There are, generally speaking, two reasons why mortgage standards still remain so high today. The first does indeed circle back to the causes of the economic crisis, as millions of Americans were given mortgages they couldn't afford and ended up defaulting on those loans. Consequently, lenders got extremely defensive about re-broadening credit standards to anything even close to resembling the unfortunate norms observed prior to the economic downturn. Even now, about six years after economists say the recession came to an end, it's still as much as seven or eight times more difficult to obtain a purchase mortgage.
'Purchase' is the key word, though
However, it's worth noting that it has been – and will continue to be – far easier for consumers to get mortgages if they already own homes. Refinance mortgages have been relatively easy for millions of Americans to obtain in the time since the economic downturn began nearly a decade ago. There is, of course, less credit risk associated with changing the terms of a mortgage that already exists than writing a new one. In general, those who get approved for a refinance will have already demonstrated a long history of paying their home loan bills on time and in full.
And because mortgage rates have been so low for so long, many Americans have moved to take advantage of that affordability and refinanced their existing home loans. That reduced the monthly payments they had to make – in many cases, by a considerable amount – and made owning a property far more affordable as a result. Consequently, as long as rates stay low, refinancing will be attractive to plenty of homeowners.

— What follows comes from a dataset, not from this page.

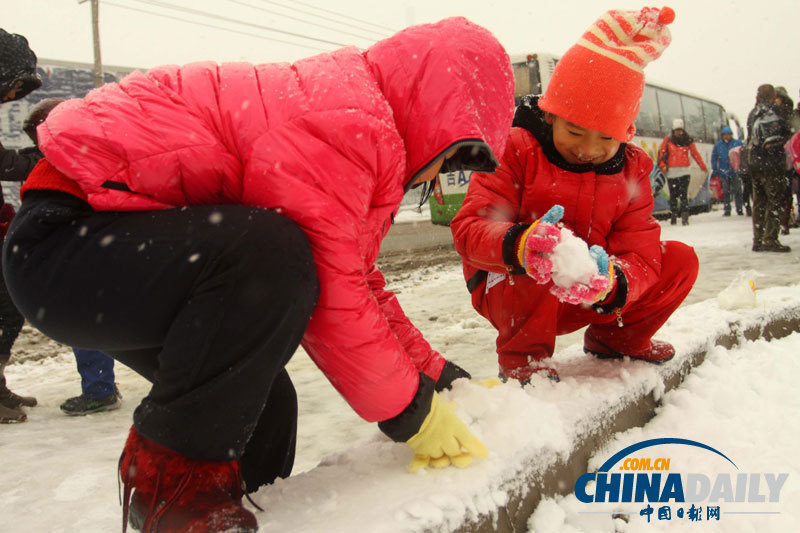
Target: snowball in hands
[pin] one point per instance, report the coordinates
(572, 262)
(580, 275)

What does that mean for buyers?
But interestingly, experts say part of the reason purchase mortgage credit access hasn't loosened is that refinances are so popular they kept most of the home loan industry afloat for years. Basically, if refinances start to become less common, it's quite likely that lenders will broaden credit standards for purchases – potentially by a large amount – as a means of boosting mortgage origination numbers.
Of course, as long as mortgage rates remain low, refinances will likely continue to make up the bulk of home loan activity nationwide. Consequently, those who want to get into the purchase market now, while affordability is still fairly high, will probably just need to do some work over the next few months to increase their credit scores.